Wednesday, December 25, 2024

Challenge Each Other

On Friday, August 23, 2024, I officiated Helen and Pavlo’s wedding ceremony at Esma Sultan Yalisi in Istanbul, Turkey. Here are the remarks I shared with them and their guests:

To say that Helen and Pavlo have dissident backgrounds might be the understatement of understatements. 

Helen says about her grandparents, that despite their distaste for organized religion, Jewish culture did play a significant role in their household and ethics. They were active in the anti-war and civil rights movement and had a strong sense of social responsibility. They were friends with members of the Black Panthers, Angela Davis, and Howard Zinn. They hosted Martin Luther King at their house in California a few weeks before he was killed. 

Jewish culture motivated this in many ways. They began a group called Individuals Against the Crime of Silence to oppose the war in Vietnam. Their reference point was the Holocaust and the Nuremberg Trials, and the fact that following orders or remaining silent could render an individual culpable.

Pavlo was raised Greek Catholic. His church was persecuted during the Soviet period and continued to exist underground. His paternal grandfather studied theology in the 1930s and was in touch with many clandestine church leaders. Pavlo’s father was part of the clandestine movement that was advocating for freedom of religion, human rights, and independence of Ukraine. 

In 1986 (Pavlo was 3 years old at that time) their home was searched, and his father was arrested. His parents were clandestinely married, and Pavlo was clandestinely baptized by a priest who had previously spent more than a decade in a Siberian prison and forced exile. So, for his family, their religious and national tradition is important; it is something they personally fought for. 

Pavlo presciently adds, “Perhaps there is a parallel between the Jews and Ukrainians—two peoples who survived while being under oppression, and who kept their traditions while lacking, for centuries, political sovereignty.” 

To many of you attending today, and to many who could not attend, this is not some kind of theoretical idea. It is very real. As we speak, Ukraine, under a Jewish president, fights not only for its political sovereignty, but for its life and the lives of its citizens.

And Helen and Pavlo have found the similarities and differences they share on an individual level just as enriching. They will tell you that they have spent days discussing faith and religion and Judeo-Christian relations. They disagree on most issues, which, to a large extent, helps them see things deeper, and ask questions they would have never asked otherwise.

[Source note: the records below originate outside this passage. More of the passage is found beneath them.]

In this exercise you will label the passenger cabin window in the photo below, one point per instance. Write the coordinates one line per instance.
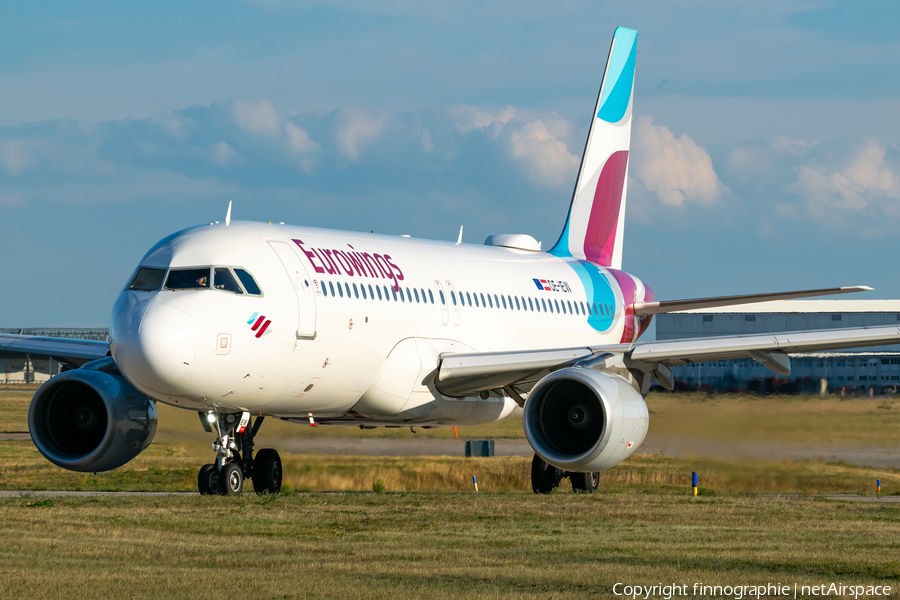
(188, 279)
(248, 281)
(224, 280)
(147, 279)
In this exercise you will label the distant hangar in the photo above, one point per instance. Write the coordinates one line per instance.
(873, 370)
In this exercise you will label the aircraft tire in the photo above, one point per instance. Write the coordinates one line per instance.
(267, 471)
(231, 480)
(585, 482)
(544, 477)
(208, 480)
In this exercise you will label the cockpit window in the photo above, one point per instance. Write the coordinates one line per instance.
(147, 279)
(248, 281)
(188, 279)
(224, 280)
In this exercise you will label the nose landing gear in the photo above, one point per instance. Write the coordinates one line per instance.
(234, 457)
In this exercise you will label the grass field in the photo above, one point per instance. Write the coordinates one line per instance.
(430, 535)
(799, 419)
(180, 447)
(448, 545)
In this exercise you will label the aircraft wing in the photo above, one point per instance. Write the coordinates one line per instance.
(467, 373)
(664, 306)
(73, 353)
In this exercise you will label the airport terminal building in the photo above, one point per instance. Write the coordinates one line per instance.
(868, 370)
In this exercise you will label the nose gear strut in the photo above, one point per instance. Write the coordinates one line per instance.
(234, 463)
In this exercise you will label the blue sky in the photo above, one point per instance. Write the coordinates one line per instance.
(765, 148)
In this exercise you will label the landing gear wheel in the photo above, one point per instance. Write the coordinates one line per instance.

They have both influenced one another and incorporated the other’s views into our own, even when they disagree. Helen’s Jewish background and her attention to her cultural heritage and traditions helps Pavlo understand many things about Christianity, which grew from a Jewish context. After all, Jesus was Jewish, not Ukrainian. Many parts of the Eastern Christian wedding liturgy were inspired by Jewish sources. So, in a sense, Helen’s secular Judaism and Pavlo’s Christianity are complementary—as are many of their other character traits, backgrounds, and tastes. 

Helen and Pavlo, may you continue to challenge each other to more clearly articulate your positions, may you continue to deeply respect one another, and may you always have fun in the process.